The chapter on Marcel Duchamp, from The Bride & the Bastards, highlights on the movement away from established norms of art that Duchamp refers to as “retinal art”. Retinal art, as Duchamp describes, was the art which was solely based on pleasing images, that evoke nothing more than the image itself, also referred to as “olfactory art”.  Duchamp consciously steered in opposition this “Anti-intellectual” art accepted by the impressionists of his time and before. Duchamp’s art, and his surrounding theories were rooted in the ideas that the artist and the spectator, together, work in the “game” that is called art. According to Duchamp, the artist, rather than being the creator of meaning, standing above the viewer at a higher level of understanding, was simply the one who created the object (whether meaning was implied, or not), whereas the spectator took responsibility for the interpretation and assigning of meaning.
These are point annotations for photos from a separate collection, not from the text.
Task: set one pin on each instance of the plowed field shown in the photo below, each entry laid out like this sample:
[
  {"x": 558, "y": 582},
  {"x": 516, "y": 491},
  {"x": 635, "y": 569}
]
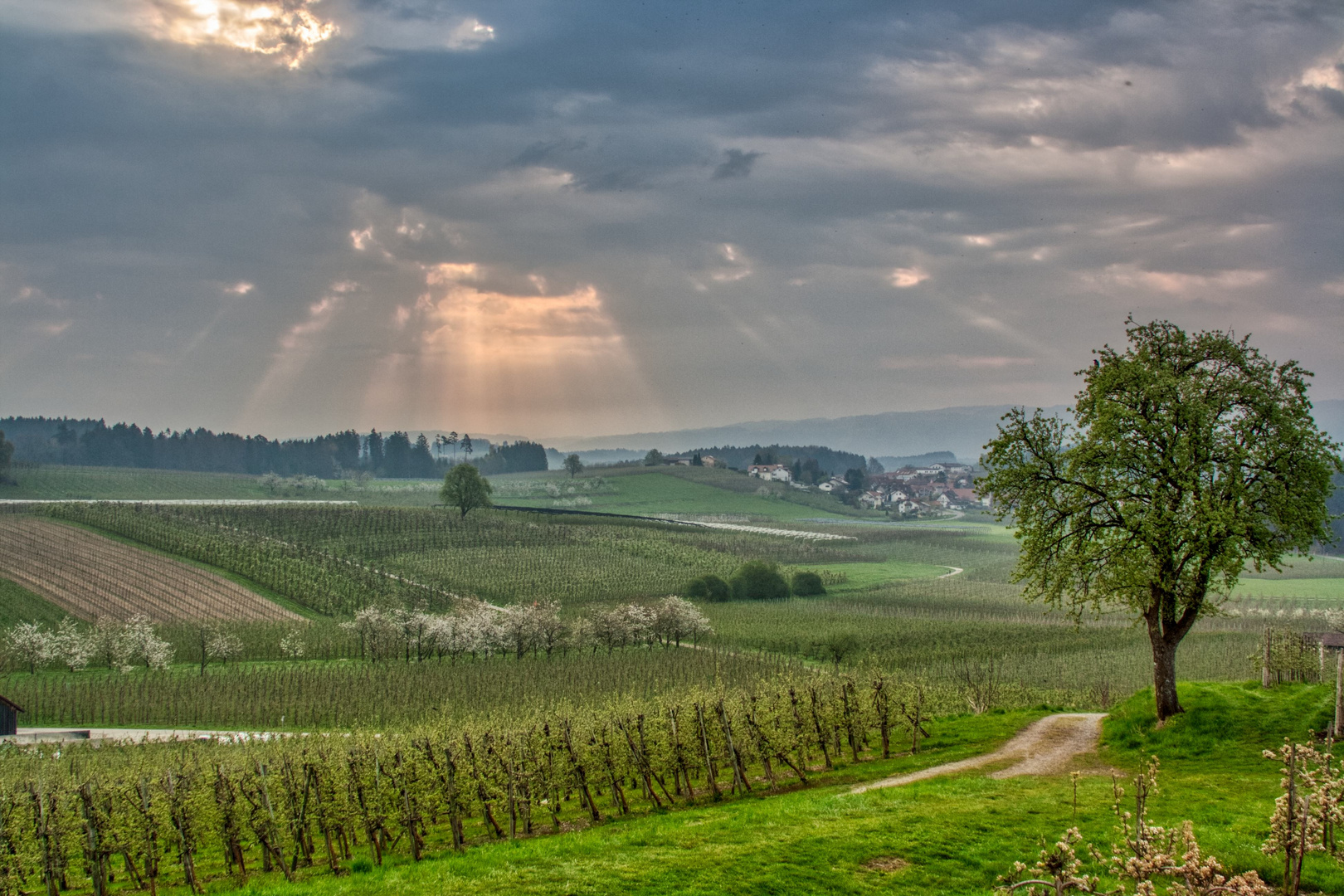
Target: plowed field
[{"x": 91, "y": 577}]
Whereas many artists were made “uncomfortable” by this notion, as it implies a lack of control of meaning, a whole movement spun off of these ideas, resulting in an influx of almost cult-like “Duchamp-ians”. Personally, I love the lack of seriousness tied to this train-of-thought and practice, often poking fun at the consumer-based bourgeoisie,, while simultaneously producing the evolution of other forms of art that I very much enjoy, like pop-art.